Another difference from conventional research is that the research question can often change during the research as students examine their own roles as researchers. For example, a senior policeman inquiring into better leadership in the police force discovered that there was a gender issue that prevented this happening. “The topic of the research changed,” says Marshall, “and the methods and questions shifted as we went along.
“Our aim is not to prove or disprove a hypothesis that is set in stone at the beginning.”
Action Research has its beginnings as far back as the end of the Second World War with the emancipatory philosophies that started to look at what makes a worthwhile organisation, says Marshall. Today, as social responsibility and sustainability are coming to the fore in the corporate agenda, as well as new concepts of civil society, an increasing number of people are realising that the conventional change models are not working. They want to know: what do we do now for the greater collective good; how do we do good business?
“We, at Ashridge, see ourselves as consultants for change. Our role is not to oppose business but to challenge it and we believe that helping to develop individuals and training people to go out and change the world is the most important work we can do.
“Many people reach the stage when they question what they want to do with their life, and how they can meaningfully contribute to the good of the global community,” says Marshall, “and this doctorate is precisely for those who want to initiate and sustain change within their organisations. It is aimed at those who want to make a unique contribution in their chosen field.”
The Ashridge doctorate programme challenges participants’ implicit and explicit assumptions and the implications of those assumptions for their practice. Students undertake this research in collaboration with like-minded peers and the support of like-minded tutors.
It is, warns Marshall, a radical doctorate. “Getting people to speak out, break the rules, be creative and challenge hierarchies can have consequences.
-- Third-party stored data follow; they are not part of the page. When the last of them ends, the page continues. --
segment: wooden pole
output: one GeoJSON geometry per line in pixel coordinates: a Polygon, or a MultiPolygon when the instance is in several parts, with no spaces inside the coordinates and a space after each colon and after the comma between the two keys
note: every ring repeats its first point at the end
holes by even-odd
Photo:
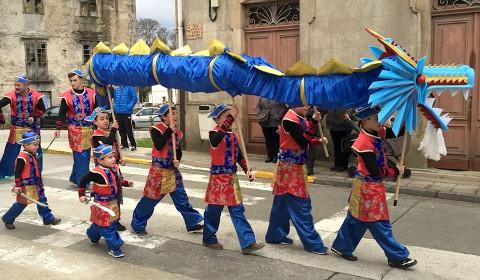
{"type": "MultiPolygon", "coordinates": [[[[108,85],[107,85],[107,96],[108,96],[108,103],[110,103],[110,111],[112,112],[112,119],[115,122],[117,119],[115,118],[115,111],[113,110],[112,95],[111,95],[110,87],[108,85]]],[[[117,148],[118,148],[118,151],[117,151],[118,158],[123,159],[122,150],[120,149],[120,146],[119,146],[121,145],[119,129],[117,129],[117,133],[115,134],[116,134],[115,140],[117,141],[117,148]]]]}
{"type": "MultiPolygon", "coordinates": [[[[314,111],[315,113],[318,113],[318,109],[317,109],[316,106],[313,107],[313,111],[314,111]]],[[[320,137],[322,137],[322,139],[323,139],[324,134],[323,134],[322,122],[321,122],[321,121],[318,122],[318,131],[320,132],[320,137]]],[[[323,147],[323,152],[325,153],[325,157],[326,157],[326,158],[329,158],[330,155],[328,154],[327,144],[323,143],[323,144],[322,144],[322,147],[323,147]]]]}
{"type": "MultiPolygon", "coordinates": [[[[233,96],[230,96],[230,97],[232,98],[232,105],[237,106],[237,103],[235,103],[235,98],[233,96]]],[[[247,165],[247,171],[250,171],[250,163],[248,161],[247,149],[245,148],[245,142],[243,141],[243,132],[242,132],[242,127],[240,125],[240,122],[238,121],[238,116],[235,118],[235,125],[238,130],[238,136],[239,136],[238,142],[240,144],[240,150],[242,151],[243,158],[245,159],[245,164],[247,165]]]]}
{"type": "MultiPolygon", "coordinates": [[[[173,125],[173,116],[172,116],[172,108],[173,108],[173,102],[172,102],[172,89],[169,88],[168,90],[168,116],[170,118],[170,125],[173,125]]],[[[175,128],[175,130],[177,130],[175,128]]],[[[177,138],[175,137],[175,131],[172,133],[172,146],[173,146],[173,160],[177,160],[177,138]]]]}
{"type": "MultiPolygon", "coordinates": [[[[400,162],[398,163],[399,165],[403,165],[403,162],[405,161],[405,151],[407,149],[407,141],[408,141],[409,135],[405,131],[405,135],[403,136],[403,143],[402,143],[402,154],[400,155],[400,162]]],[[[400,181],[402,180],[402,175],[399,174],[397,178],[397,185],[395,186],[395,198],[393,200],[393,206],[397,206],[398,203],[398,195],[400,194],[400,181]]]]}

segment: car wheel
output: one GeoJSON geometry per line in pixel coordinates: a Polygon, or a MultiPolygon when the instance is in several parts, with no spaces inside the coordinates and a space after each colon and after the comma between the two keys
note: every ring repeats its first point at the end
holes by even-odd
{"type": "Polygon", "coordinates": [[[132,122],[132,128],[135,129],[135,122],[132,122]]]}

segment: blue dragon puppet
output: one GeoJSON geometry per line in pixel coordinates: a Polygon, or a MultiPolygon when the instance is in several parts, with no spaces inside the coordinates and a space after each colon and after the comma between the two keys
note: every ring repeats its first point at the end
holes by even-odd
{"type": "Polygon", "coordinates": [[[319,69],[297,62],[282,73],[263,58],[238,55],[216,40],[208,50],[192,53],[188,46],[171,50],[156,39],[151,47],[140,40],[129,52],[124,44],[110,50],[99,43],[88,71],[100,90],[109,84],[161,84],[190,92],[262,96],[290,106],[380,106],[379,121],[395,115],[396,133],[403,126],[409,133],[415,130],[418,108],[428,120],[420,148],[427,158],[440,159],[446,154],[442,131],[448,129],[451,118],[433,107],[431,93],[461,91],[467,98],[474,86],[473,69],[467,65],[425,65],[425,57],[417,61],[393,40],[370,29],[367,32],[383,49],[369,46],[375,58],[362,58],[363,65],[358,68],[332,59],[319,69]]]}

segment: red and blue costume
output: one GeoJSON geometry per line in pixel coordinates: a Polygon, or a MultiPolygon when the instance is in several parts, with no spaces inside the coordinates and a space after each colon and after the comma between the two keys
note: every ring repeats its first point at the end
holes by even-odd
{"type": "Polygon", "coordinates": [[[292,221],[305,250],[323,254],[327,248],[315,230],[312,206],[307,190],[307,149],[317,145],[314,120],[307,120],[293,110],[282,119],[279,129],[280,151],[273,179],[273,205],[265,240],[279,244],[292,242],[287,236],[292,221]]]}

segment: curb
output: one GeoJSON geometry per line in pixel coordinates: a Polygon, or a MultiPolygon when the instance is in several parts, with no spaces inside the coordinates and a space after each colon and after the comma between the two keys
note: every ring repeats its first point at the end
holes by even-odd
{"type": "MultiPolygon", "coordinates": [[[[71,155],[72,151],[68,149],[48,149],[47,151],[44,151],[44,153],[71,155]]],[[[143,158],[125,157],[124,160],[127,163],[141,164],[141,165],[147,165],[147,166],[150,165],[151,163],[151,160],[143,159],[143,158]]],[[[255,176],[257,178],[272,179],[273,175],[274,175],[273,172],[269,172],[269,171],[260,171],[260,170],[255,171],[255,176]]],[[[319,179],[315,176],[308,176],[308,182],[313,184],[327,185],[329,187],[331,186],[331,187],[339,187],[339,188],[351,188],[352,186],[350,179],[346,179],[346,180],[335,180],[335,179],[329,179],[329,178],[319,179]]],[[[385,187],[387,192],[390,192],[390,193],[395,192],[394,183],[386,182],[385,187]]],[[[418,189],[418,188],[409,188],[406,186],[401,186],[400,194],[480,203],[480,195],[475,195],[473,193],[468,194],[468,193],[457,193],[457,192],[445,192],[440,190],[418,189]]]]}

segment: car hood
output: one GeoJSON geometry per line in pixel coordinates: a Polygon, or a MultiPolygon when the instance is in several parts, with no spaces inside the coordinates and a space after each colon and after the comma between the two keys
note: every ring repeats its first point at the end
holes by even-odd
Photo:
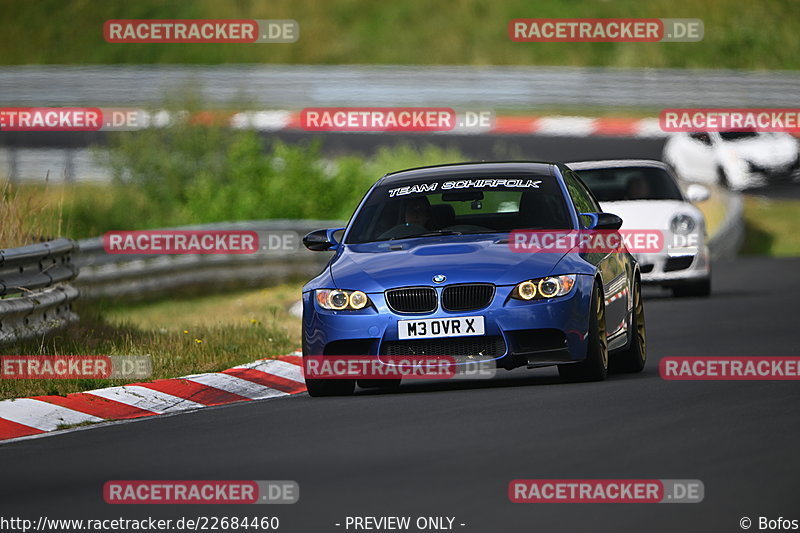
{"type": "Polygon", "coordinates": [[[454,283],[513,285],[552,273],[564,254],[518,253],[507,236],[426,237],[347,245],[330,265],[336,286],[365,292],[434,285],[439,274],[454,283]]]}
{"type": "Polygon", "coordinates": [[[622,218],[622,228],[666,230],[672,217],[686,214],[702,221],[700,210],[688,202],[680,200],[627,200],[623,202],[602,202],[603,211],[614,213],[622,218]]]}
{"type": "Polygon", "coordinates": [[[797,157],[797,142],[792,138],[739,140],[724,143],[736,155],[764,167],[782,166],[797,157]]]}

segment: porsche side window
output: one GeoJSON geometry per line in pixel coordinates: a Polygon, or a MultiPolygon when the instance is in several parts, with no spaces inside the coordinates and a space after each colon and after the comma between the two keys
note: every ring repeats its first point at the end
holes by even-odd
{"type": "Polygon", "coordinates": [[[708,133],[690,133],[689,137],[705,145],[711,145],[711,138],[708,136],[708,133]]]}

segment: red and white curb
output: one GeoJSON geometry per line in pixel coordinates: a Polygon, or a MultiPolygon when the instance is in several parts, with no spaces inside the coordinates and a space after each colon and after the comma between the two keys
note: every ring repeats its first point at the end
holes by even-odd
{"type": "Polygon", "coordinates": [[[628,289],[624,288],[621,291],[618,291],[618,292],[612,294],[610,297],[606,298],[606,303],[610,304],[611,302],[616,302],[617,300],[619,300],[623,296],[627,296],[627,294],[628,294],[628,289]]]}
{"type": "Polygon", "coordinates": [[[132,383],[66,396],[0,401],[0,440],[90,422],[124,420],[305,392],[300,355],[261,359],[222,372],[132,383]]]}

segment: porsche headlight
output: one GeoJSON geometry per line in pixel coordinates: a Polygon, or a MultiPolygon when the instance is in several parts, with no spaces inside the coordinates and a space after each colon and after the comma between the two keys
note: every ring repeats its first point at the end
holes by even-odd
{"type": "Polygon", "coordinates": [[[514,287],[511,297],[516,300],[546,300],[569,294],[575,286],[575,274],[548,276],[523,281],[514,287]]]}
{"type": "Polygon", "coordinates": [[[317,289],[314,295],[320,307],[331,311],[357,311],[372,303],[369,296],[362,291],[317,289]]]}
{"type": "Polygon", "coordinates": [[[672,230],[672,233],[677,233],[678,235],[691,233],[694,231],[694,228],[694,219],[689,215],[675,215],[669,223],[669,229],[672,230]]]}

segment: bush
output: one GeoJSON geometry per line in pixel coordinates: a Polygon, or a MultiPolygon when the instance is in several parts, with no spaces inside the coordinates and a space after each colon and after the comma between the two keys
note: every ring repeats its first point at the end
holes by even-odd
{"type": "Polygon", "coordinates": [[[265,143],[252,130],[181,118],[164,128],[117,134],[102,158],[113,182],[75,186],[65,206],[73,236],[232,220],[347,219],[386,172],[462,156],[401,145],[370,159],[326,159],[318,142],[265,143]]]}

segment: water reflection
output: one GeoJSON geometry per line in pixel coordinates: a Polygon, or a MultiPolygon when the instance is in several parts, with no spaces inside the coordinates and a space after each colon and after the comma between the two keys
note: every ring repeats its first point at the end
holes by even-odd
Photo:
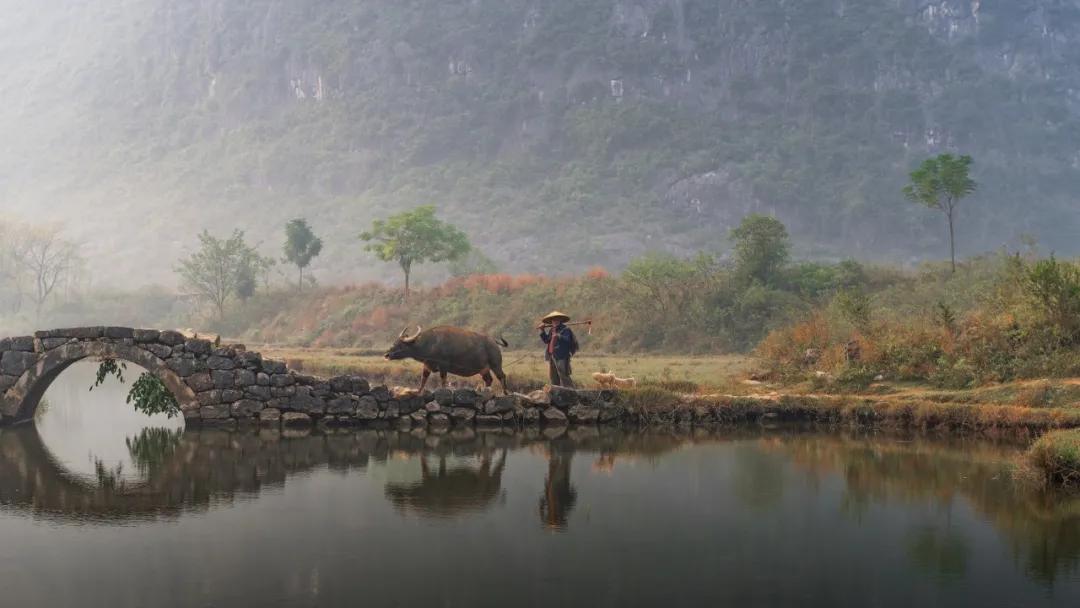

When we get students to subject themselves, as well as their organisations, to research, to challenge their own motives and practices, they can change in ways that are shocking even to themselves.
“This is a very developmental program and this, in itself, carries risks and can put students in a vulnerable position. We, as a faculty, are very aware that our role is as much in supporting students as in challenging them.
“Some will end up changing their own roles – even their whole lifestyles – quite significantly.”